Publié le par Frederique

Ca y est, on est arrivé à Hawaii ! Après 19 jours de mer, on va pouvoir découvrir le coin.


Voilà quelques infos (sources : Instructions Nautiques, Charlie's Charts, Atlas Encarta, Encyclopædia Universalis, Encyclopædia Britannica).

Petit cours de géographie pour ceux/celles qui ne sauraient pas, Hawaii n'est pas seulement une île, mais aussi tout un archipel : 132 îles, îlots rocheux, atolls et écueils, à divers stades de formation géologique.
Ces îles sont sur la " dorsale des Hawaii ", une chaîne sous-marine volcanique qui s'étire sur un axe sud-est/nord-ouest sur plus de 3 000 kilomètres, où elle rejoint les monts de l'Empereur (chaîne sous-marine sibérique).

Les îles les plus au nord sont plus vieilles et ont été repoussées vers le nord-ouest au fur et à mesure de l'apparition de nouvelles îles.

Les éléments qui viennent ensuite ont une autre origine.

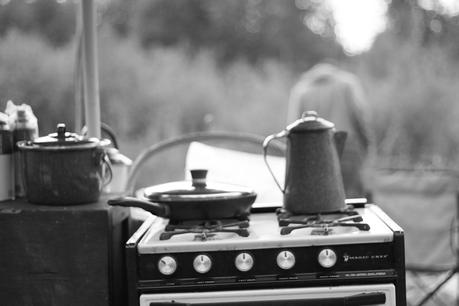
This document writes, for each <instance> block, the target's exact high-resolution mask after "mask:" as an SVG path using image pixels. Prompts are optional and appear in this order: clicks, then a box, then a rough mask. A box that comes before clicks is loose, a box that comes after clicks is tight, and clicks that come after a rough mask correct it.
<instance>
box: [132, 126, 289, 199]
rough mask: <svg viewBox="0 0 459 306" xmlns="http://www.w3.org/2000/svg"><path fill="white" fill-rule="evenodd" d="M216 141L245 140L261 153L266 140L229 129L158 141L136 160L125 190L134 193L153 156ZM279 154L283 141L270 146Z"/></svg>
mask: <svg viewBox="0 0 459 306" xmlns="http://www.w3.org/2000/svg"><path fill="white" fill-rule="evenodd" d="M213 140H214V141H215V140H219V141H222V140H229V141H235V142H245V143H249V144H255V145H259V146H260V153H261V152H262V151H261V150H262V144H263V141H264V140H265V137H264V136H260V135H257V134H251V133H240V132H227V131H205V132H195V133H189V134H184V135H181V136H178V137H175V138H171V139H167V140H164V141H161V142H158V143H156V144H154V145H152V146H150V147H148V148H147V149H145V150H144V151H142V152H141V153H140V154H139V156H138V157H137V158H136V159H135V160H134V162H133V164H132V168H131V170H130V171H129V176H128V179H127V183H126V186H125V188H124V190H125V191H126V193H127V194H134V189H135V183H136V181H137V178H138V175H139V172H140V170H141V169H142V168H141V166H142V165H143V164H144V163H145V162H146V161H148V160H149V159H150V158H151V157H152V156H154V155H156V154H158V153H160V152H163V151H165V150H168V149H171V148H173V147H174V146H177V145H182V144H187V143H191V142H193V141H201V142H205V141H213ZM270 148H271V149H272V150H274V151H275V152H276V153H278V154H284V153H285V150H286V145H285V144H284V143H281V142H276V143H273V145H272V146H271V147H270Z"/></svg>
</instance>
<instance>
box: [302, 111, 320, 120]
mask: <svg viewBox="0 0 459 306" xmlns="http://www.w3.org/2000/svg"><path fill="white" fill-rule="evenodd" d="M306 117H314V118H318V117H319V115H318V114H317V112H316V111H305V112H304V113H303V114H302V115H301V118H302V119H303V118H306Z"/></svg>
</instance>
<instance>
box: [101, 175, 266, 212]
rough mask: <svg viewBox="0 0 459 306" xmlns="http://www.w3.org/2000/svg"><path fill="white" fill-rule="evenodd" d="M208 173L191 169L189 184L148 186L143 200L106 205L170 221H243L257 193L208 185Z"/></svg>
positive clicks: (144, 192) (142, 199)
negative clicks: (158, 217)
mask: <svg viewBox="0 0 459 306" xmlns="http://www.w3.org/2000/svg"><path fill="white" fill-rule="evenodd" d="M206 175H207V170H191V176H192V182H191V184H190V182H173V183H166V184H161V185H156V186H151V187H147V188H145V190H144V193H143V197H142V198H134V197H128V196H124V197H119V198H115V199H110V200H109V201H108V204H109V205H112V206H114V205H116V206H125V207H138V208H142V209H144V210H146V211H149V212H151V213H152V214H154V215H156V216H159V217H163V218H168V219H170V220H171V221H185V220H213V219H228V218H237V219H243V218H245V217H247V216H248V215H249V214H250V208H251V207H252V204H253V202H255V199H256V197H257V194H256V193H255V192H254V191H253V190H250V189H248V188H245V187H241V186H236V185H227V184H225V185H224V184H217V183H214V184H207V182H206Z"/></svg>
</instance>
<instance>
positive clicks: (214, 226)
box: [159, 219, 250, 241]
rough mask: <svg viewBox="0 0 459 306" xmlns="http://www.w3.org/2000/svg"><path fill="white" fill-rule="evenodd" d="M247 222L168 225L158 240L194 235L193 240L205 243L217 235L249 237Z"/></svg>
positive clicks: (174, 223) (206, 220) (200, 223)
mask: <svg viewBox="0 0 459 306" xmlns="http://www.w3.org/2000/svg"><path fill="white" fill-rule="evenodd" d="M249 225H250V224H249V220H248V219H247V220H242V221H241V220H233V219H229V220H203V221H186V222H178V223H169V224H168V225H167V226H166V227H165V229H164V232H162V233H161V234H160V236H159V240H168V239H170V238H171V237H173V236H176V235H183V234H195V240H198V241H206V240H209V239H210V238H212V237H215V236H216V234H217V233H235V234H237V235H239V236H241V237H248V236H249V234H250V233H249V230H248V228H249Z"/></svg>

Ce sont des atolls, des îlots rocheux, et des écueils, isolés, inhabités et très petits. Leur accès est réglementé, car ils sont classés réserves naturelles (oiseaux de mer et tortues), ou bases navales.

Les plus récentes sont les 8 îles principales au sud-est, îles hautes avec début de formation de corail.
Les îles qui nous intéressent sont donc celles-ci, et en premier lieu l'île de Hawaii (appelée aussi Big Island, la plus grande avec ses 10 500 km2 ) et son port d'entrée, Hilo, puisque c'est là que nous arrivons.
Honolulu, Pearl Harbor et les fameuses Waikiki Beach et Sunset Beach sont sur une autre île plus au nord, Oahu (beaucoup plus petite, 1 500 km2, mais qui regroupe les 3/4 de la population de l'archipel).